- The Refill & Reset (R & R) Newsletter
- Posts
- What Complexity Demands of Us
What Complexity Demands of Us
In the blur of demands, clarity begins with a pause and a reset 🔄

You can lose yourself in two ways: by chasing every demand until nothing holds, or by clinging to a misplaced certainty, believing your approach is infallible. Both end the same, with fragmentation, decline, and disconnection.
The danger isn’t only distraction. Often, the real obstacle is pride or the quiet belief that we're already doing the right things, in the right way. This false security prevents us from asking tough questions, seeking input, or adjusting our course.
Drift rarely announces itself as a crisis. It appears as a calendar filled with initiatives and requests that seem important, while the central and steadier metrics of relevance, trust, and impact quietly weaken.

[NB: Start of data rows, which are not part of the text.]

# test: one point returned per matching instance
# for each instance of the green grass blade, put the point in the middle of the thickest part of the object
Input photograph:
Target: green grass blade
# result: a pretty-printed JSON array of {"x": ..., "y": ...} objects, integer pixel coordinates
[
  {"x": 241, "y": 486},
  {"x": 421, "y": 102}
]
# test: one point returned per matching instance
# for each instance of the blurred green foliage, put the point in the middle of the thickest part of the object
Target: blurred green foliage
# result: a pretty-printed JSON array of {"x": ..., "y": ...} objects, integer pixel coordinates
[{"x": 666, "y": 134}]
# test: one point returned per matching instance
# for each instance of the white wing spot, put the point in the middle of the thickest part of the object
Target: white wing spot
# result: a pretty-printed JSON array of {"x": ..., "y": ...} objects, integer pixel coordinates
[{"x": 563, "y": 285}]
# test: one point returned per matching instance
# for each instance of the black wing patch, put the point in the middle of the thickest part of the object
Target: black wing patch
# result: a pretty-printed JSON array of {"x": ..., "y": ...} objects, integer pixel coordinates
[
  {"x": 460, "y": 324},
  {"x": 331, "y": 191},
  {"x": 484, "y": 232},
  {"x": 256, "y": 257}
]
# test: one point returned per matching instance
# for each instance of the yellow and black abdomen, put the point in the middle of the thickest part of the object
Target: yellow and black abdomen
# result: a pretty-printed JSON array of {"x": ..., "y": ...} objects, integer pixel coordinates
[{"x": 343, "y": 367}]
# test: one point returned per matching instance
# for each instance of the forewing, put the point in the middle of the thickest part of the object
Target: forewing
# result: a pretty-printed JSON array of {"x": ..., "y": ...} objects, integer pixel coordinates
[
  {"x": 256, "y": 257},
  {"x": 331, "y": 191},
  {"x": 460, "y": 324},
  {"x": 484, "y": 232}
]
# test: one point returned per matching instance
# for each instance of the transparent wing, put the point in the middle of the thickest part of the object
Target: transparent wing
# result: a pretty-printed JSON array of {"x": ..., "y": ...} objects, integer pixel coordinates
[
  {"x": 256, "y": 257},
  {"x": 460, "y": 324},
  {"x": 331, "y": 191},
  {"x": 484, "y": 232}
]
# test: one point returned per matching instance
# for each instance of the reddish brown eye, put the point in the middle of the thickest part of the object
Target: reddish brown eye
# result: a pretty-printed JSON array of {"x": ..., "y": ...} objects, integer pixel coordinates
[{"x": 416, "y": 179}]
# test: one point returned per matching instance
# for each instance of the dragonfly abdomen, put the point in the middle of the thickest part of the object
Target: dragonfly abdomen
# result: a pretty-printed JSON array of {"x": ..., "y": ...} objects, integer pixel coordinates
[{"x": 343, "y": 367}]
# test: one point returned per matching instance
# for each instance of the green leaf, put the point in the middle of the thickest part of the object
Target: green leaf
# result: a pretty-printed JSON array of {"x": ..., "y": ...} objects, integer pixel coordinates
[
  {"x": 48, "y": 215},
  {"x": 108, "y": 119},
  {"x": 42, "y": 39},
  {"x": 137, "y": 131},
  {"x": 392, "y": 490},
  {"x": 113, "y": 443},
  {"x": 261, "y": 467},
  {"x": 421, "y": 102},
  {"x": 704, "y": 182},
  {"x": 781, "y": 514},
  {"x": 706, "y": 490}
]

Jennifer Garvey Berger’s work reminds us that complexity penalizes those who are overly confident. To adapt in such systems, it is not strength that is most crucial, but rather the spirit of humility: the readiness to inquire, reflect, and revise.
That’s where RESET comes in. It’s a Monday rhythm to counter drift with humility and attention, and I’ve provided you with a FREE printable guide below:
R — Review your supervisor’s top 3 priorities. Which one does your role most directly advance?
Team practice: Open your weekly meeting by asking: “Which of these priorities are we uniquely positioned to advance this week?”
E — Eliminate the noise that pulls you away from it.
Team Practice: Create a "Not Doing Now" list with your team, tasks that might be good, but don't align with strategic priorities.
S — Seek input. Ask a colleague or mentor if you’re working in the right lane. Pride resists this step—do it anyway.
Team Practice: Implement "priority alignment checks" where team members pair up to review each other's focus areas.
E — Establish one explicit action today that moves the strategic line forward.
Team Practice: Have each team member share their "One Thing" in a quick standup that focuses on the single action that will most advance the priority.
T — Track where your effort goes. If it isn’t feeding alignment, it may be feeding drift.
Team Practice: Create a simple "Priority Time Tracker" where team members estimate weekly time spent on priority-aligned vs. non-aligned activities.